Through the Eagles’ first five games of the season, if a complaint was to be levied against Jim Schwartz’s largely impressive defense, it was that the blitzes were few and far between.
Schwartz’s scheme operates from the standpoint of relying on your four men up front to generate enough pressure on the quarterback, without dipping into blitzes too often. But in the Eagles’ two games before Sunday, both losses, the pressure was nearly non-existent against Kirk Cousins and Matthew Stafford.
Doug Pederson was peppered with questions during the week about Schwartz possibly needing to change things up. Pederson said he wouldn’t bother his defensive guru after just a down game or two. He still had faith in Schwartz’s ability to draw up the right game plans.
Turns out, Schwartz was already dreaming out a blitz-filled Sunday.
The Eagles’ defense went scorched-earth on Sam Bradford, blitzing him early and often and taking advantage of a beleaguered offensive line missing its starting tackles. Bradford was sacked six times, fumbled twice, and never looked comfortable in the pocket.
“[The defense] got it in their mind to play better than last week,” Pederson said after the game, “and obviously it starts up front. It starts with both sides of the ball, offense and defensive lines, and our defensive line really came off the ball today, kind of took it upon themselves to just attack the line of scrimmage and play on their side.”

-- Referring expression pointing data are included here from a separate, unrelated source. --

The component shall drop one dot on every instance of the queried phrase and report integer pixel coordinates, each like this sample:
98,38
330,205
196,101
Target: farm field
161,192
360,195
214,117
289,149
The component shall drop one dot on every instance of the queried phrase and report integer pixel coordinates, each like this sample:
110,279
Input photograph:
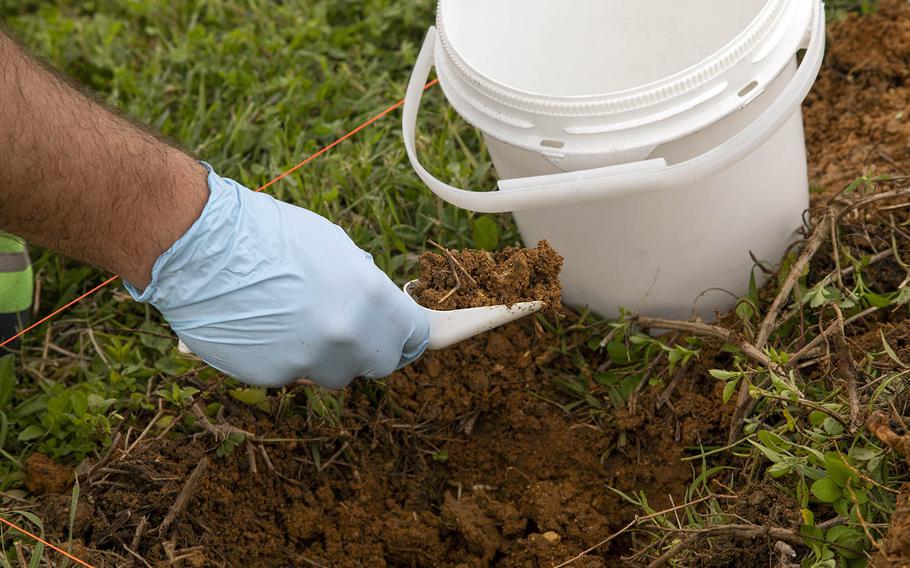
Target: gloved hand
268,293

Sunday’s game presented Schwartz and the Eagles’ defenders with an interesting dynamic, facing a quarterback they knew so well in Bradford because they had just nine weeks ago played on the same team.
The Eagles knew Bradford’s tendencies, and they knew he didn’t excel under pressure the way a guy like Carson Wentz does. So Schwartz decided to tweak his approach to pass rushing and bring legions of rushers.

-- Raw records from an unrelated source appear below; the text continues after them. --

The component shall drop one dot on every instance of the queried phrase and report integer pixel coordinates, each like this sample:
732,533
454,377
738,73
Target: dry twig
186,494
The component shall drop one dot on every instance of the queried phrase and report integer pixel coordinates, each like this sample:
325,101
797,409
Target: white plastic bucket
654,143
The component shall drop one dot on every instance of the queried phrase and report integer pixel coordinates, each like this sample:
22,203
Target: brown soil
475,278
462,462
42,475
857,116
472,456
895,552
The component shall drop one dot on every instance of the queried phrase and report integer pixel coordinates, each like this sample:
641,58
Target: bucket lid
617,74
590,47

“There were some curveballs that Jim [Schwartz] put in, to get on the quarterback and blitz a little more,” Fletcher Cox said. “I think we did a great job of timing the blitzes out. I think the four man pass-rush got to everybody.”
Rodney McLeod, who racked up his first sack as well as an interception and a forced fumble, echoed Cox’s sentiments.
“We wanted to bring a little more pressure on [Bradford],” McLeod said. “We’re familiar with him, so knowing that he kind of struggles a little bit when there’s pressure in his face, and once you get a good pass rush on him, you see he’s very effected once we started getting after him. He starts staring down his throws, or having his eyes on the rush more than on his guys down field.”
Bradford finally threw a touchdown in the fourth quarter, but he did it while limping in the red zone after yet another bruiser of a hit. Otherwise, his outing was listless, handicapped by a line which couldn’t keep him upright and a lack of pocket mobility and confidence necessary to combat such deteriorating protection.
It was just the performance Schwartz’s defense needed after two rough outings in a row.
“The mindset all week has been, ‘Let’s get back to playing the ball we know how to play,’” Cox said. “Basically, everyone being where they’re supposed to be. The number one thing we saw today was we got back to where everyone was having fun.”
Jim Schwartz’s defense proved Sunday it can still be the dominant unit it was through the first three weeks of the season. And, just as importantly, it can win the Eagles a few games all on its own.